The completion of the new Northern Annex food and beverage facilities at Rod Laver Arena marks the end of stage 2 works of the $972 million redevelopment of the home of the Australian Open –made possible through a $338 million investment by the Victorian Government.
Australian Open patrons in summer will enjoy the benefits of more shade and air-conditioned spaces.
The Stage 2 works supported around 1,100 full-time jobs and was completed on budget and two months ahead of time – all while more than 1.8 million people attended 180-plus events at the arena.

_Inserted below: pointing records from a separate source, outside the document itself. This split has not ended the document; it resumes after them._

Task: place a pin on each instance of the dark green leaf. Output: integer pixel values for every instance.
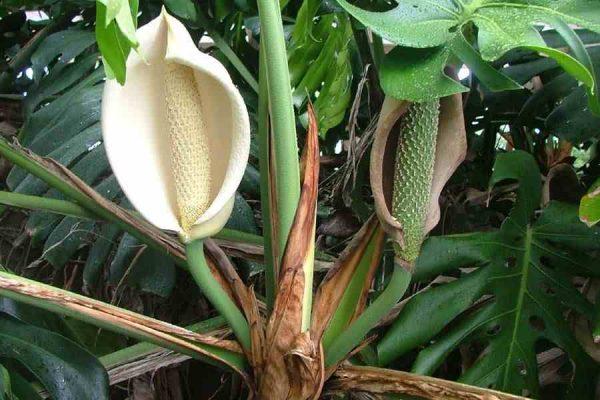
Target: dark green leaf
(67, 371)
(424, 68)
(589, 208)
(490, 77)
(521, 285)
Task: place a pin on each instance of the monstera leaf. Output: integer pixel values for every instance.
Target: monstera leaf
(319, 61)
(443, 29)
(510, 297)
(62, 121)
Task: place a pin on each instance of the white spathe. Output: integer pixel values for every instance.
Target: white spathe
(137, 137)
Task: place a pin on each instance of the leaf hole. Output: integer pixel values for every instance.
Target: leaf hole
(510, 262)
(537, 323)
(493, 330)
(545, 261)
(549, 290)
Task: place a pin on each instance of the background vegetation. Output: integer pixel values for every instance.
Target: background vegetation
(505, 292)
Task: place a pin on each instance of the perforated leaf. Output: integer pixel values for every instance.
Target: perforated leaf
(501, 26)
(520, 283)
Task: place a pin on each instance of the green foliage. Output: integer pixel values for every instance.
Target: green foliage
(413, 174)
(46, 348)
(319, 62)
(501, 26)
(116, 21)
(589, 208)
(510, 297)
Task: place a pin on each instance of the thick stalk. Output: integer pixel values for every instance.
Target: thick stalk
(132, 353)
(45, 301)
(358, 330)
(76, 195)
(264, 139)
(215, 294)
(285, 147)
(65, 207)
(227, 51)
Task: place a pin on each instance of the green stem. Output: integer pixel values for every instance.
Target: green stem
(378, 50)
(283, 124)
(43, 203)
(234, 359)
(69, 208)
(357, 331)
(215, 293)
(73, 193)
(263, 164)
(139, 350)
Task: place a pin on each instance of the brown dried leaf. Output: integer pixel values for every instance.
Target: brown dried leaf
(244, 297)
(380, 381)
(114, 316)
(382, 156)
(331, 290)
(450, 151)
(292, 362)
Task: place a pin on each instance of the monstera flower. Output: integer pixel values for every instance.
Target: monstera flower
(177, 133)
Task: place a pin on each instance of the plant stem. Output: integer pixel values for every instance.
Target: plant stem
(264, 139)
(352, 293)
(43, 203)
(46, 299)
(69, 208)
(139, 350)
(283, 124)
(73, 193)
(226, 50)
(215, 293)
(357, 331)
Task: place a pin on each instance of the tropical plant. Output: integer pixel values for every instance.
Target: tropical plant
(440, 218)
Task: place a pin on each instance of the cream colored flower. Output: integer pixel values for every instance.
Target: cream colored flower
(177, 133)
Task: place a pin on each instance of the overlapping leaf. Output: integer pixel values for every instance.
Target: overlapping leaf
(520, 283)
(319, 62)
(439, 25)
(66, 370)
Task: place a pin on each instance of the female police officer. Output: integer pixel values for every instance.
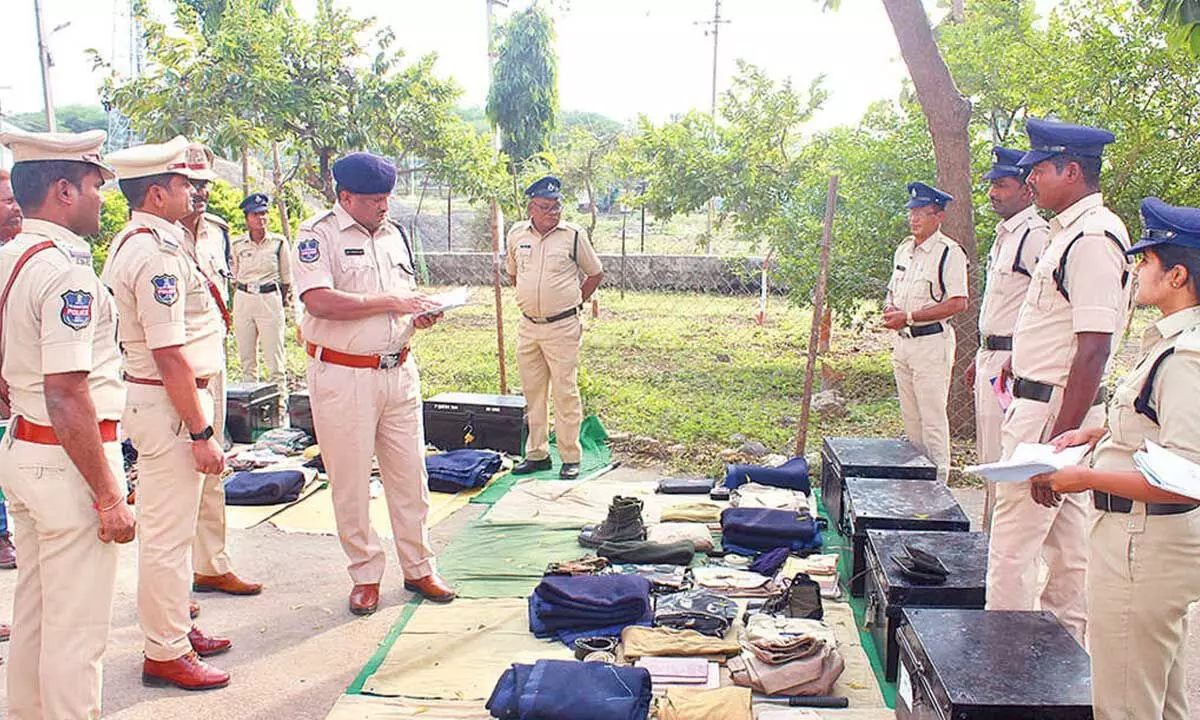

The massive project has been under way since 2014 and included construction of Tanderrum Bridge to provide a new primary entrance to Melbourne Park and a link to Birrarung Marr, modernisation of Rod Laver Arena’s retractable roof and installation of cushioned seating.
Victorians of all ages and abilities will be able to access and enjoy events at Rod Laver Arena thanks to a new Changing Places accessible facility, ensuring people with high-support needs and their carers have a safe and easy-to-use facility during events.
Ramp access to the Rod Laver Arena seating bowl, a new Disability Discrimination Act-compliant lift and hand rails on all stairs within the venue have been delivered as part of Stage 2 of the redevelopment.
Tennis HQ was also built, providing administration facilities for Melbourne and Olympic Parks and Tennis Australia, as well as temporary media and broadcast facilities for the Australian Open.
Work is well under way on the $271 million third and final stage of the Melbourne Park project, with the old function and media centre demolished earlier this year.
Stage 3 is scheduled to be completed in time for the 2023 Australian Open and will provide a new multi-purpose sunken show court arena plus a function and media centre. The new centre will be named Centrepiece and feature a 1,000-seat function room, pre-event spaces, interview rooms, an auditorium and broadcast studios.
The Melbourne Park redevelopment is one of more than 135 major projects that have set minimum Victorian content requirements through the Victorian Government’s Local Jobs First program, supporting 35,000 jobs.